What this looks like when a company gets it right
Consider the pattern we commonly see in mid-market professional-services firms that have already been through a painful technology write-off. The brief, when they finally restart, is rarely “implement a new system.” It is closer to “find out what is actually costing us money, and fix the things that can be fixed quickly.” The first phase is a process diagnostic rather than a technology audit: where is the most skilled time being spent on manual work, and what is each of those steps costing in payroll every year?
In engagements that follow this shape, the early work typically lands on a handful of processes that clear the 0.5 FTE threshold comfortably, and the first automations go live within the quarter rather than eighteen months out. The systems involved are usually unremarkable; the discipline is what carries the result. Diagnose the P&L impact first, build only what the numbers justify, and put a measurable saving in front of the business before asking it to extend any further trust. It is, from the operational level up, what a credible digital transformation strategy actually looks like — and a firm working this way is no longer making decisions against the ghost of its last project, but against the cost of its current one.
What to do before the next vendor conversation
If a fix has been sitting on your desk while the memory of the last project keeps it there, three questions are worth answering honestly before anyone calls a vendor. Can you name, in payroll terms, what the current problem costs you each year it goes unsolved? Does the proposed fix have a forward saving attached that a CFO could verify? And can the first proof point arrive within a quarter rather than at the end of a multi-year programme?
A Profit Leak Diagnostic — a short, costed map of where operational money is actually going, ranked by return — is one structured way to produce those answers, but the questions matter more than the format.
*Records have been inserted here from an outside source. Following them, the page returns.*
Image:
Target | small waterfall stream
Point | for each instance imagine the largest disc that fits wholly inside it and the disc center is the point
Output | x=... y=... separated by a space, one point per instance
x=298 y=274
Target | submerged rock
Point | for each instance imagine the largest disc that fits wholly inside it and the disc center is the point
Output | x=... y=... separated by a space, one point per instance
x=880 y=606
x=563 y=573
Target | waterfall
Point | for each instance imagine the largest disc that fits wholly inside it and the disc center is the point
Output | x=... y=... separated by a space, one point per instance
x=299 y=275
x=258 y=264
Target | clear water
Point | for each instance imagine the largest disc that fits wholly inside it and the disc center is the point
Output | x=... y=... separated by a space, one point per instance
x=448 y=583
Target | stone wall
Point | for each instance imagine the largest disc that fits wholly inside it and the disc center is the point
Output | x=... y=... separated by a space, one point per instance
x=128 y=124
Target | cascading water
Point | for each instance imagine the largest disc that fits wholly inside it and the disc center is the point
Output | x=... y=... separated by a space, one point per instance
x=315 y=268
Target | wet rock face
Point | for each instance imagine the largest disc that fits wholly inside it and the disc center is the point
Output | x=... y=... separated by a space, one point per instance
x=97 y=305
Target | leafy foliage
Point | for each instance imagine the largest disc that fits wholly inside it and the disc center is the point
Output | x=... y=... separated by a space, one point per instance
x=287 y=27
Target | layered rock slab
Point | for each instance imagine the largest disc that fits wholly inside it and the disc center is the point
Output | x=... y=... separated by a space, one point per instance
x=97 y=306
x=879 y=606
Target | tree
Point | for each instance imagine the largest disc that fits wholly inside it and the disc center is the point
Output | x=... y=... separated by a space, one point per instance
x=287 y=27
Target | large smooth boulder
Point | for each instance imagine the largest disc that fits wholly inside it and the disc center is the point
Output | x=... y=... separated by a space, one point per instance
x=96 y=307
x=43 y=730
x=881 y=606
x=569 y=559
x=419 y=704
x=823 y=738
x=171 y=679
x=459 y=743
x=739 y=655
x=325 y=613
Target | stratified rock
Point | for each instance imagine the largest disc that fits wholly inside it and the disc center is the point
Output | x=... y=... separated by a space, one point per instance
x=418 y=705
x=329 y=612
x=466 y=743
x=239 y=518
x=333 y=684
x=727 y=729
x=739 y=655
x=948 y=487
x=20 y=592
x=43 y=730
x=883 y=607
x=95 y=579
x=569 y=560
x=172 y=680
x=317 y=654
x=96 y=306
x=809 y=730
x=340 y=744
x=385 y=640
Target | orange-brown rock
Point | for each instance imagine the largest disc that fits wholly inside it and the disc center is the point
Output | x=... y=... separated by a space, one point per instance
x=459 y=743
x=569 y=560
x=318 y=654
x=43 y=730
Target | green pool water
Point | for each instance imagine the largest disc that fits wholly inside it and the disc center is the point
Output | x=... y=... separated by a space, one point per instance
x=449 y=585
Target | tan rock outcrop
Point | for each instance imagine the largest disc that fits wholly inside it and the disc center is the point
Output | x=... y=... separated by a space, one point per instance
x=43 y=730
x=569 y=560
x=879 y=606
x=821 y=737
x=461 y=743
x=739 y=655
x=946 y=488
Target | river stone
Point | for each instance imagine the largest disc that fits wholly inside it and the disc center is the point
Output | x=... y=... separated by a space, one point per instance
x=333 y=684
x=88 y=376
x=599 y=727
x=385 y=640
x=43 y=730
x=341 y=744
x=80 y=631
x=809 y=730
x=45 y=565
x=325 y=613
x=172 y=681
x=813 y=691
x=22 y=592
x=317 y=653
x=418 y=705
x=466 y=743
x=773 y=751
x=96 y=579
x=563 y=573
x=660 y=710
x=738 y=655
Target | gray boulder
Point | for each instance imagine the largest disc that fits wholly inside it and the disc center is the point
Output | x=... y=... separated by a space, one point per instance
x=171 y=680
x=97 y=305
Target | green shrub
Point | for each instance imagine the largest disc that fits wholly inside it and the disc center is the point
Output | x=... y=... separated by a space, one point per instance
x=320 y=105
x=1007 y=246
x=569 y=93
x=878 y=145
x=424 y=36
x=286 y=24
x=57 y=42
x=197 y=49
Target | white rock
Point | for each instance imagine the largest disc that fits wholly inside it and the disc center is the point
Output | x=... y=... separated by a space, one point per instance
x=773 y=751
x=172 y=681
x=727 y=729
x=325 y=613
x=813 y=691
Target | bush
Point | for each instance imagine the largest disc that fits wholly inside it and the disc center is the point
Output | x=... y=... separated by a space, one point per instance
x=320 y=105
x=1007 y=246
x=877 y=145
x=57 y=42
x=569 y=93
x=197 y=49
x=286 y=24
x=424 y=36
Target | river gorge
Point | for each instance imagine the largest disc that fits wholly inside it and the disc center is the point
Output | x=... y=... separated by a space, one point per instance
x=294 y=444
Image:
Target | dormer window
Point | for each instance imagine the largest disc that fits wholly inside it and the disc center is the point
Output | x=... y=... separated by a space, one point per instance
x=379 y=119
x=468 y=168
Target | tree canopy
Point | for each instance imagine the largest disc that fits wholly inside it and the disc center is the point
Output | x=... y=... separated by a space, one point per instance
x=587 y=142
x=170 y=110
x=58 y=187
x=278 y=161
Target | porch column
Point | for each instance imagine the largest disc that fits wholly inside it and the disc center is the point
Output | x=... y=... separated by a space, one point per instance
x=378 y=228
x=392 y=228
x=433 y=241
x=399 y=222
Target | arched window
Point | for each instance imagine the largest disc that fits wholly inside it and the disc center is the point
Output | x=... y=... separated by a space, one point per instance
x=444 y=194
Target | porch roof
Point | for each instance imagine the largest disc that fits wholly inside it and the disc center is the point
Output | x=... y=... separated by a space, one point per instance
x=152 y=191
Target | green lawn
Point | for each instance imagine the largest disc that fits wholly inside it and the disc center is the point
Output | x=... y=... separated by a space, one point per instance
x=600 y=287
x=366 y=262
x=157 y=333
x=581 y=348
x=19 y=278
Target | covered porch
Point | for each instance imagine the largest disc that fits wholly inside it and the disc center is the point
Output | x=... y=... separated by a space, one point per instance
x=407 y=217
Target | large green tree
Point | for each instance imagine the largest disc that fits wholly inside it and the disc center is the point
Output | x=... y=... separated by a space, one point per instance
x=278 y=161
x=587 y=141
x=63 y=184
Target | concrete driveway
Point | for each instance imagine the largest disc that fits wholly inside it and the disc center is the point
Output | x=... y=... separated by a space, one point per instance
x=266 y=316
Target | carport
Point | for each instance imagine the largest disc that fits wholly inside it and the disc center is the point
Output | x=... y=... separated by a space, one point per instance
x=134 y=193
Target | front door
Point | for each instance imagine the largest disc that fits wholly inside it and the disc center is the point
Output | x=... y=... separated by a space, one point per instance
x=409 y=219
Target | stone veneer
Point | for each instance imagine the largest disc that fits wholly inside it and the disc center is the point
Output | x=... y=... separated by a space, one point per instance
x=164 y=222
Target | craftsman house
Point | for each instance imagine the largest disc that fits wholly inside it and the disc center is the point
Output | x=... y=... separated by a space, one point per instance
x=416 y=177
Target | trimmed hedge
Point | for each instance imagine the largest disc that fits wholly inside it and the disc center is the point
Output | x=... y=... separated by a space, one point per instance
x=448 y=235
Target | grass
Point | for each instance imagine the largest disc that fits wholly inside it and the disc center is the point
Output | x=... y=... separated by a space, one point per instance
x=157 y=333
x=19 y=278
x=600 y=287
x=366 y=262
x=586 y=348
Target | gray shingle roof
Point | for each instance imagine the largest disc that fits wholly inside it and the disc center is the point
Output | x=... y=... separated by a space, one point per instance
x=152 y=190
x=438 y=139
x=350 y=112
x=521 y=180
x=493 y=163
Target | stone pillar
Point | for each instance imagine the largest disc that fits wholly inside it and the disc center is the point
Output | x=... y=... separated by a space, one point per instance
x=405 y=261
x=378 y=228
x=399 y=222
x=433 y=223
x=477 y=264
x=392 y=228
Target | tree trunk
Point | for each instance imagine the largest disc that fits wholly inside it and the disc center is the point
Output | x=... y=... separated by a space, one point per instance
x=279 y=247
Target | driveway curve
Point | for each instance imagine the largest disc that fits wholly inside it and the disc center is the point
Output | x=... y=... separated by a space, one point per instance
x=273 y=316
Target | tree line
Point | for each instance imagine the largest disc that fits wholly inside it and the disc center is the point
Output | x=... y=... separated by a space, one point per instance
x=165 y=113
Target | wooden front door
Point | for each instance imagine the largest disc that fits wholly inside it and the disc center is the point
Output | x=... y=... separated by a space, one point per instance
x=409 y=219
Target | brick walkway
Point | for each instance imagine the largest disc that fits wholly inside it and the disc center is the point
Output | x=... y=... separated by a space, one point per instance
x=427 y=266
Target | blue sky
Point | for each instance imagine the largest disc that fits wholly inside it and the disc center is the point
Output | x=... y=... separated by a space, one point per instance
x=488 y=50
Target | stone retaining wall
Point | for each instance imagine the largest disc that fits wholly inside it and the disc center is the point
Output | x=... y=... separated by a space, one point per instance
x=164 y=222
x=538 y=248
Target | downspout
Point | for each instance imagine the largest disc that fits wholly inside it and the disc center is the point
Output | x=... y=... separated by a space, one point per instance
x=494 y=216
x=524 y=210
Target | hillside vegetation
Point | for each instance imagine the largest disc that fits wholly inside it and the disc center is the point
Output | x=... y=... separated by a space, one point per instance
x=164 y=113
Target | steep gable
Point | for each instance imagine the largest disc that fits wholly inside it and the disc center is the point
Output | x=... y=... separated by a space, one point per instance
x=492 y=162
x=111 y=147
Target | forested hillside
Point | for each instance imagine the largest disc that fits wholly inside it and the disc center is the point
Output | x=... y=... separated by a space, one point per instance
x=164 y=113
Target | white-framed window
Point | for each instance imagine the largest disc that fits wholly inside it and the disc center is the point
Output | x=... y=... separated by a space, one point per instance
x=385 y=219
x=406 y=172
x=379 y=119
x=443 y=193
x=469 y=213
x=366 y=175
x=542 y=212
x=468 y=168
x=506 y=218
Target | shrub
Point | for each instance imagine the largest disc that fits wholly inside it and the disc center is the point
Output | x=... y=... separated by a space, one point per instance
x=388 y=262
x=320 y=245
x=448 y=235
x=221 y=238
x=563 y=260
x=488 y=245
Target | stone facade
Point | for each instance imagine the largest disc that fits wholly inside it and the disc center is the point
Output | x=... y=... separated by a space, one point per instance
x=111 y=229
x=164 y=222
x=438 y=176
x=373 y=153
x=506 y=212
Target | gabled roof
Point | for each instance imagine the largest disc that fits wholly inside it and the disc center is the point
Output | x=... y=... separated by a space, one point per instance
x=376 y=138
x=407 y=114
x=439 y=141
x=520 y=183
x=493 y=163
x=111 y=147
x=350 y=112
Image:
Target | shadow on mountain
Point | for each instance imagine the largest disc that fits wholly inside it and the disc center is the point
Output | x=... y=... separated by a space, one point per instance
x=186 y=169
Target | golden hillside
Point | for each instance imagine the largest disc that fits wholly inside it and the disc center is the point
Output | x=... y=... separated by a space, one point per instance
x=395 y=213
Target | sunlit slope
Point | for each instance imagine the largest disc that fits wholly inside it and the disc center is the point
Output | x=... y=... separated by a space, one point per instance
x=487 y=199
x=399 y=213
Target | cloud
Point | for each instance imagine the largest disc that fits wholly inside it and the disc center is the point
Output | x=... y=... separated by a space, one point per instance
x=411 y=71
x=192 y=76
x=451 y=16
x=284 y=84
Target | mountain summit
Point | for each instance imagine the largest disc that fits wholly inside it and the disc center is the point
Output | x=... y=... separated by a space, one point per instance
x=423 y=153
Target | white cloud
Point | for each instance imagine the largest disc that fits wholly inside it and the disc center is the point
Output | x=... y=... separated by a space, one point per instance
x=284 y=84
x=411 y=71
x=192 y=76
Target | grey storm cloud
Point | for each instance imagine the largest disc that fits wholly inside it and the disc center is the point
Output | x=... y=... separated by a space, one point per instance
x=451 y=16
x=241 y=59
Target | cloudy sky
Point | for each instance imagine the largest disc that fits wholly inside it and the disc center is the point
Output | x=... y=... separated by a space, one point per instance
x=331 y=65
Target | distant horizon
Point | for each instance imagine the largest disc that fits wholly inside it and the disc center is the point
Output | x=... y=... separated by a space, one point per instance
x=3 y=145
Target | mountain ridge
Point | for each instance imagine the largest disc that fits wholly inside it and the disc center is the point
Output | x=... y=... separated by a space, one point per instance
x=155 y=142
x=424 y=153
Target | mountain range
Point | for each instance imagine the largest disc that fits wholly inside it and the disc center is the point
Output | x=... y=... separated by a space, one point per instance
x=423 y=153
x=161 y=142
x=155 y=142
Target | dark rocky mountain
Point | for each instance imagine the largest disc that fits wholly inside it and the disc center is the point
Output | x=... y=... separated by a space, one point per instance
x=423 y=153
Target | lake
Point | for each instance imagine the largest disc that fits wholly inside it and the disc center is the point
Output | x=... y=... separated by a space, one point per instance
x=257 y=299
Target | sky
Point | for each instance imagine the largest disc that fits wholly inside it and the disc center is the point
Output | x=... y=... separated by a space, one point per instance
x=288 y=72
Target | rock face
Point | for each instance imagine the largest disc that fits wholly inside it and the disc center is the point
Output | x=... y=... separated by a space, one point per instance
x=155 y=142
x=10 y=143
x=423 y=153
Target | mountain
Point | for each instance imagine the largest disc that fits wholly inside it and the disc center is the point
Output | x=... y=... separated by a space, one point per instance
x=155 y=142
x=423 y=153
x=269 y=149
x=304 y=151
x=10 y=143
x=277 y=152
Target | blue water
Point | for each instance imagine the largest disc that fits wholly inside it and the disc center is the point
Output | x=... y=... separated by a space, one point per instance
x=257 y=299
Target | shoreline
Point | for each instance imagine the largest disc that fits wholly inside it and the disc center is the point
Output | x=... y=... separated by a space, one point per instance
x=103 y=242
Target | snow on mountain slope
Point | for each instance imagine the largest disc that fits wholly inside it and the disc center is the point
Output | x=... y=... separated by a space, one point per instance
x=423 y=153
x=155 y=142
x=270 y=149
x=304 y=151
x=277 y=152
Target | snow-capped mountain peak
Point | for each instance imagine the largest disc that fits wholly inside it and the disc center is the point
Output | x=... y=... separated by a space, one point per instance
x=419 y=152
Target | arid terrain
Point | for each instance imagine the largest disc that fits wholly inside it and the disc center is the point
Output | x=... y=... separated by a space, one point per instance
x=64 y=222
What they have in common is that none of them can be answered with a figure from the past. They force the decision onto the only ground where it can be made well: what the problem costs now, and what the fix returns from here.
The number that should weigh most
The next time a fix lands on your desk and the instinct is to point at what the last one cost, notice which direction your reasoning is facing. The cost that should weigh most is rarely the one already on an old invoice — it is the one nobody has calculated yet: what the unsolved problem quietly takes out of the business for every quarter the decision waits.